S'appuyant sur les archives personnelles d'Otlet conservées dans des centaines de boîtes au Mundaneum – un incroyable amoncellement de documents hétéroclites, car cet homme atteint dès l'enfance du virus de la collection semblait incapable de jeter le moindre morceau de papier –, Françoise Levie fait revivre une personnalité attachante, avec ses blessures secrètes (la perte de son fils durant la première guerre), ses moments d'abattement et de dépression, rançons d'une capacité de travail peu commune, ses élans passionnels inattendus lorsqu'il s'éprend de celle qui deviendra sa seconde épouse.
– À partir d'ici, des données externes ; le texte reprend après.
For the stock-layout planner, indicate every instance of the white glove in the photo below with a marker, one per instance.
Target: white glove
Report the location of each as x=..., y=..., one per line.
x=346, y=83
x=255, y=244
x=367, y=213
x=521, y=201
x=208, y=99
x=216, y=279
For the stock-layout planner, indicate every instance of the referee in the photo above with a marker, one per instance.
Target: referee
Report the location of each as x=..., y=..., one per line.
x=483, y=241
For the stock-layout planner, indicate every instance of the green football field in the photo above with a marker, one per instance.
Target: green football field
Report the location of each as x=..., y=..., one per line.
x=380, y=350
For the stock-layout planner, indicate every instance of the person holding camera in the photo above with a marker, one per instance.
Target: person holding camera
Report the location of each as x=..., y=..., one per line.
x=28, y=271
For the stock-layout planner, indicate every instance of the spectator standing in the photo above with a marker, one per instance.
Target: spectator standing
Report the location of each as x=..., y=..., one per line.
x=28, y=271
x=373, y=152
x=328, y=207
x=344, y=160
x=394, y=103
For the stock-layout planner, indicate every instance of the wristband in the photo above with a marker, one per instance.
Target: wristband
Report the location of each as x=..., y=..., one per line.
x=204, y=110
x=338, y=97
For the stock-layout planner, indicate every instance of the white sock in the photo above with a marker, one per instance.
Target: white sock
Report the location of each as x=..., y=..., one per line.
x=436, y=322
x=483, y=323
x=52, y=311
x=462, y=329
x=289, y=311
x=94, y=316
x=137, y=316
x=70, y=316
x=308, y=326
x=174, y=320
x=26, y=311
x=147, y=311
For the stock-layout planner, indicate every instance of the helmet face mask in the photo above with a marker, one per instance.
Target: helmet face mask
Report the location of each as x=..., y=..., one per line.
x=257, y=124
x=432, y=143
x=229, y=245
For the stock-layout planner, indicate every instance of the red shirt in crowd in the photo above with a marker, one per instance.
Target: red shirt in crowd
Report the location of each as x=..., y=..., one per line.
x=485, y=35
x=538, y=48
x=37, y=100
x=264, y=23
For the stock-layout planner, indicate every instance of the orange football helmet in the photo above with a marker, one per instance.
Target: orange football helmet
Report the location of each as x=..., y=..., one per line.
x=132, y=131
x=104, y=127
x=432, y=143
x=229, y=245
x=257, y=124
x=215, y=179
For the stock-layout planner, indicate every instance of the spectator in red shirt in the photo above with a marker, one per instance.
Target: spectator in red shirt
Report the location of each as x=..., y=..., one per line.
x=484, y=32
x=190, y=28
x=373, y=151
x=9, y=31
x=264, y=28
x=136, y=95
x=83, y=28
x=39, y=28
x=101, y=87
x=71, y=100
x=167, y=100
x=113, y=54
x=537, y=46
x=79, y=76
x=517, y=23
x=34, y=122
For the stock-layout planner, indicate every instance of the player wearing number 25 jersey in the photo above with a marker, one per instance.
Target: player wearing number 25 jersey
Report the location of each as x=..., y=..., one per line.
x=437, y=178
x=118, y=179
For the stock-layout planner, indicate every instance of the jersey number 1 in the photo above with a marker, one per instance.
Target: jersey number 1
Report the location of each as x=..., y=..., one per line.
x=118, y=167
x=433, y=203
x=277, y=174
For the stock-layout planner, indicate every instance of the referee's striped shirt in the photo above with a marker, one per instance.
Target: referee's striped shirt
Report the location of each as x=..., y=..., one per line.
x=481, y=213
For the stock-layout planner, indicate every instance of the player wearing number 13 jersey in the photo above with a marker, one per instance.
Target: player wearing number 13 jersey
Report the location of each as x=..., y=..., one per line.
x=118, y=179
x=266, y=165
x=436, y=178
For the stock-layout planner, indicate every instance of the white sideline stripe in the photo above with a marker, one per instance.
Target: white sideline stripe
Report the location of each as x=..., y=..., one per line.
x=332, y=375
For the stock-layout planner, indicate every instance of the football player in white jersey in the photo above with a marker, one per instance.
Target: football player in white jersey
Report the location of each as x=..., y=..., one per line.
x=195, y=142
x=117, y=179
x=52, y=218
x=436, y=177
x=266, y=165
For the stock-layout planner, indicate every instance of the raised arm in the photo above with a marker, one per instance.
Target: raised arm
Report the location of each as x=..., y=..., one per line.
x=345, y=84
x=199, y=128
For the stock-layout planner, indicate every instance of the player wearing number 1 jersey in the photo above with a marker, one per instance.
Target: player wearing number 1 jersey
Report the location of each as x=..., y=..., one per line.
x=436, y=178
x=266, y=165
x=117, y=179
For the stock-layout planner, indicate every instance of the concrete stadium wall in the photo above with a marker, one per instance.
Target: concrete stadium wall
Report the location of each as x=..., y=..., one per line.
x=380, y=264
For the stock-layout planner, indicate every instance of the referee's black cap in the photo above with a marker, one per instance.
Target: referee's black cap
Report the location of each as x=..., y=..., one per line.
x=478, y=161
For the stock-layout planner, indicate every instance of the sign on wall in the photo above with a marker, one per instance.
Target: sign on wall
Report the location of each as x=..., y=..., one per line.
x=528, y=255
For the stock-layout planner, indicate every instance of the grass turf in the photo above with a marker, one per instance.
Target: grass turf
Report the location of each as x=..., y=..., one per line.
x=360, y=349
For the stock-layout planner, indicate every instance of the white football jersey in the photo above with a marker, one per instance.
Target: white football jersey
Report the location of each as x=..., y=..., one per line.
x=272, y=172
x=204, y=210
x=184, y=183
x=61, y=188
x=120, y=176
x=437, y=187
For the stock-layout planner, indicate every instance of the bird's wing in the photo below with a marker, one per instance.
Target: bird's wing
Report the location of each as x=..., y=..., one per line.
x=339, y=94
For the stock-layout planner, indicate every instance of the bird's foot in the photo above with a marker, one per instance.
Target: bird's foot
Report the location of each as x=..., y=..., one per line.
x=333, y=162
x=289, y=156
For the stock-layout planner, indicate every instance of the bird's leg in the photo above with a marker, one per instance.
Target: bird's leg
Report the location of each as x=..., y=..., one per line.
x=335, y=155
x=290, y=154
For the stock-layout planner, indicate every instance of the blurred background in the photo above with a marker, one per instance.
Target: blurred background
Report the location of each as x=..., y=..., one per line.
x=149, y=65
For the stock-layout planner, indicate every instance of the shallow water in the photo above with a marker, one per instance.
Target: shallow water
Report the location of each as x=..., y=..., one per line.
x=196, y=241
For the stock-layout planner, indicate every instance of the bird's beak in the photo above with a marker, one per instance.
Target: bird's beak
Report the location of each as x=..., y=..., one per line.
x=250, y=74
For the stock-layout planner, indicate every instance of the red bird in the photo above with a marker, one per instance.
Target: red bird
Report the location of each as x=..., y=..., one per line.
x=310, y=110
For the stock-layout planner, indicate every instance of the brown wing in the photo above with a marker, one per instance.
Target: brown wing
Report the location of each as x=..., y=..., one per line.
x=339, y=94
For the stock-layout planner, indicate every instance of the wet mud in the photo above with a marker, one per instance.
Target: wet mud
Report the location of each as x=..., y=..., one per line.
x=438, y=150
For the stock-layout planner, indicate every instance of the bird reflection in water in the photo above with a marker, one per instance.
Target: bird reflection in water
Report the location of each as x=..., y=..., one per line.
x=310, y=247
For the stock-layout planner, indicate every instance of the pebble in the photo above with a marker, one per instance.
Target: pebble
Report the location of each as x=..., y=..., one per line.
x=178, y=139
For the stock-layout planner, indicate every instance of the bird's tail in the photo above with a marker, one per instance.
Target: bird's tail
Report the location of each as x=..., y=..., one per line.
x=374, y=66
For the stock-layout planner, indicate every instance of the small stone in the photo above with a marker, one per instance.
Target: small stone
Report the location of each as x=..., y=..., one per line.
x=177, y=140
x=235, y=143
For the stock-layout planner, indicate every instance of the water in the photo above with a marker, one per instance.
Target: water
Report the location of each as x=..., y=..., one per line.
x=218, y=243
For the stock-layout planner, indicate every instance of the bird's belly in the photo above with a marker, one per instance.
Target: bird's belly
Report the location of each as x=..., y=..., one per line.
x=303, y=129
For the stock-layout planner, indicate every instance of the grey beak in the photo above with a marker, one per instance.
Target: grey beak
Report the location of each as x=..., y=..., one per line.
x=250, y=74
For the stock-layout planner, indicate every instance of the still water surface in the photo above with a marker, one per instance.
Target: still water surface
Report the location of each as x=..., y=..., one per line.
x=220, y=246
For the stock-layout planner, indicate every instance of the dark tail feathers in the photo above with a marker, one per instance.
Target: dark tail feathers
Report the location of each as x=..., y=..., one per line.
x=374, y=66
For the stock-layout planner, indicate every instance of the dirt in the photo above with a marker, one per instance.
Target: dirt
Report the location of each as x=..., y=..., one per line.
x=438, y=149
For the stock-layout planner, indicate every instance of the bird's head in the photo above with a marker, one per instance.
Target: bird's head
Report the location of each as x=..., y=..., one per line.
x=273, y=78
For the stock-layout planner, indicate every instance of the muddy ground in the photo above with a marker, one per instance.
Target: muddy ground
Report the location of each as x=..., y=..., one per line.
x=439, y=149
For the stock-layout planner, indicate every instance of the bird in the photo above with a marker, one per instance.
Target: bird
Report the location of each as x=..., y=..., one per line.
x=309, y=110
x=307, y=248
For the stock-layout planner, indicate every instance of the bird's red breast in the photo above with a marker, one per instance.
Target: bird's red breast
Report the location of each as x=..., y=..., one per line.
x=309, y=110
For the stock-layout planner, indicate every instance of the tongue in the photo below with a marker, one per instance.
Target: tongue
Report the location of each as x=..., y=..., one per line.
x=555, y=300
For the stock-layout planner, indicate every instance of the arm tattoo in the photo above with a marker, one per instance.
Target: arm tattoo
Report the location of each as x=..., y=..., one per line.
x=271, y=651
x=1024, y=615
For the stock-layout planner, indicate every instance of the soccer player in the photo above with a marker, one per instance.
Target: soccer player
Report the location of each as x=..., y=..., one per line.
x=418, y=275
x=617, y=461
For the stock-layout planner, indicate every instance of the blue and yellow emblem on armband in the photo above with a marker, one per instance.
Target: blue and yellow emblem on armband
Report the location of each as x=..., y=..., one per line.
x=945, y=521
Au bout du compte, Otlet apparaît comme un homme né à la fois trop tôt et trop tard, et c'est ce qui fait la grandeur et le pathétique de sa destinée. Son projet d'unification du savoir, prolongeant un siècle de positivisme, apparaît déjà daté au moment où il le formule, alors que la chose imprimée connaît un développement exponentiel. Cependant, Otlet se montre incroyablement attentif aux techniques modernes, du microfilm au cinéma, sans oublier la télévision balbutiante dont il pressent l'impact dès les années 1930; et c'est à Le Corbusier qu'il confie le soin de dessiner les plans de son second projet de Cité mondiale. Mais surtout, les pages les plus étonnantes de son fameux Traité de documentation (1934), où il envisage la bibliothèque de l'avenir, organisée en réseau virtuel et consultable à distance via un écran et une ligne téléphonique, en font l'un des précurseurs conceptuels d'internet. C'est la conclusion inattendue d'une aventure hors du commun, et comme une revanche posthume, après tant d'aléas, de l'imagination visionnaire.